Azıklık biçenden ödünç azıklık istemek de adettendir, çünkü başkaları da aynı
yiygisi bitmiş durumdadır. Acilen gök ekinini birisi feda etmiştir, konu komşu
harmana kadar azıklıkla ekmek ihtiyacını karşılamış olur.
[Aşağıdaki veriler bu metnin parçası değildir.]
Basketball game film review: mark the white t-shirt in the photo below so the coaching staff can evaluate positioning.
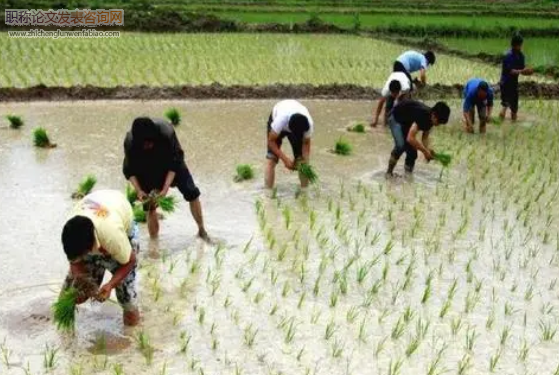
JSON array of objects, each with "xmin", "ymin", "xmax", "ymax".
[
  {"xmin": 381, "ymin": 72, "xmax": 411, "ymax": 98},
  {"xmin": 270, "ymin": 100, "xmax": 314, "ymax": 139}
]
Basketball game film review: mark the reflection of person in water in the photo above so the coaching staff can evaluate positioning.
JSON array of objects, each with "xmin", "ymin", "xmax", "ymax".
[
  {"xmin": 123, "ymin": 117, "xmax": 209, "ymax": 241},
  {"xmin": 265, "ymin": 100, "xmax": 314, "ymax": 189},
  {"xmin": 60, "ymin": 190, "xmax": 140, "ymax": 326}
]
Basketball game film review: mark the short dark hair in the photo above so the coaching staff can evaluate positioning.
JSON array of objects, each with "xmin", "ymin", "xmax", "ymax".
[
  {"xmin": 132, "ymin": 117, "xmax": 159, "ymax": 144},
  {"xmin": 511, "ymin": 34, "xmax": 524, "ymax": 47},
  {"xmin": 432, "ymin": 102, "xmax": 450, "ymax": 124},
  {"xmin": 425, "ymin": 51, "xmax": 436, "ymax": 65},
  {"xmin": 389, "ymin": 79, "xmax": 402, "ymax": 94},
  {"xmin": 62, "ymin": 216, "xmax": 95, "ymax": 261},
  {"xmin": 288, "ymin": 114, "xmax": 310, "ymax": 135},
  {"xmin": 477, "ymin": 81, "xmax": 489, "ymax": 92}
]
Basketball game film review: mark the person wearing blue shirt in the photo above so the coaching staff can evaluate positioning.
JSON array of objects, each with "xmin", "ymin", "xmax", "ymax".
[
  {"xmin": 463, "ymin": 78, "xmax": 494, "ymax": 134},
  {"xmin": 393, "ymin": 50, "xmax": 436, "ymax": 88},
  {"xmin": 499, "ymin": 34, "xmax": 533, "ymax": 121}
]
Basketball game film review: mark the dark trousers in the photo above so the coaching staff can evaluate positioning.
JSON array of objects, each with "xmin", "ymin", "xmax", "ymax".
[{"xmin": 389, "ymin": 115, "xmax": 417, "ymax": 170}]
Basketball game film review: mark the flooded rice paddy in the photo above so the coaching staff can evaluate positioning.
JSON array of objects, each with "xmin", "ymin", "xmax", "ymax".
[{"xmin": 0, "ymin": 99, "xmax": 558, "ymax": 375}]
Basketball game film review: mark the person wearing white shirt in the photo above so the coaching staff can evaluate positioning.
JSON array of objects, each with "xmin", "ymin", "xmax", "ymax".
[
  {"xmin": 371, "ymin": 72, "xmax": 411, "ymax": 127},
  {"xmin": 265, "ymin": 100, "xmax": 314, "ymax": 189}
]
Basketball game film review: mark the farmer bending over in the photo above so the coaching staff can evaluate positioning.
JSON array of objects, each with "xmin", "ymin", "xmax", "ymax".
[
  {"xmin": 393, "ymin": 50, "xmax": 435, "ymax": 88},
  {"xmin": 371, "ymin": 71, "xmax": 411, "ymax": 127},
  {"xmin": 499, "ymin": 34, "xmax": 533, "ymax": 121},
  {"xmin": 463, "ymin": 78, "xmax": 494, "ymax": 134},
  {"xmin": 123, "ymin": 117, "xmax": 209, "ymax": 241},
  {"xmin": 61, "ymin": 190, "xmax": 140, "ymax": 326},
  {"xmin": 266, "ymin": 100, "xmax": 314, "ymax": 189},
  {"xmin": 387, "ymin": 100, "xmax": 450, "ymax": 176}
]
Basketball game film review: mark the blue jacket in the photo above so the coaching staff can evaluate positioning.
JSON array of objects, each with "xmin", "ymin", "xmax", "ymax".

âzına gılığına bakmadan: Küçümseme ifade eden ve zarf olarak kullanılan bir deyim..
âzıñ datlansıñ:
İkram edilen şeker veya tatlının gerekçesi olarak söylenir.
azınsınmek:
az görmek, az bulmak
azırak: daha az
azıraklı: Kavgacı, kızgın,
belalı.
Azıraklı: Gağşakların Osman oğlu Hüseyin Kalkan. 1912
Yılında doğdu. Zeki, hazırcevap ve nüktedan kişiliğiyle ünlendiği söyleniyor.
1964 Yılında vefat etmiş.
Azırâyil: Ölüm meleği, Azrail
azıtmek: 1.azmak, 2.şımararak
daha fazlasını istemek
Azizinapilhoca: Omarcıkların İbrahim İzzet oğlu Abdullah
(Abdil) Arslan. 1908 Yılında doğdu, kısaca Apilhoca diye lakaplandı. 1964
Yılında vefat etti.
azmek: 1.Azgınlaşmak, 2.Ağaç
ve bitkinin meyve vermeyecek şekilde aşırı büyümesi, 3.Yaranın derinleşmesi.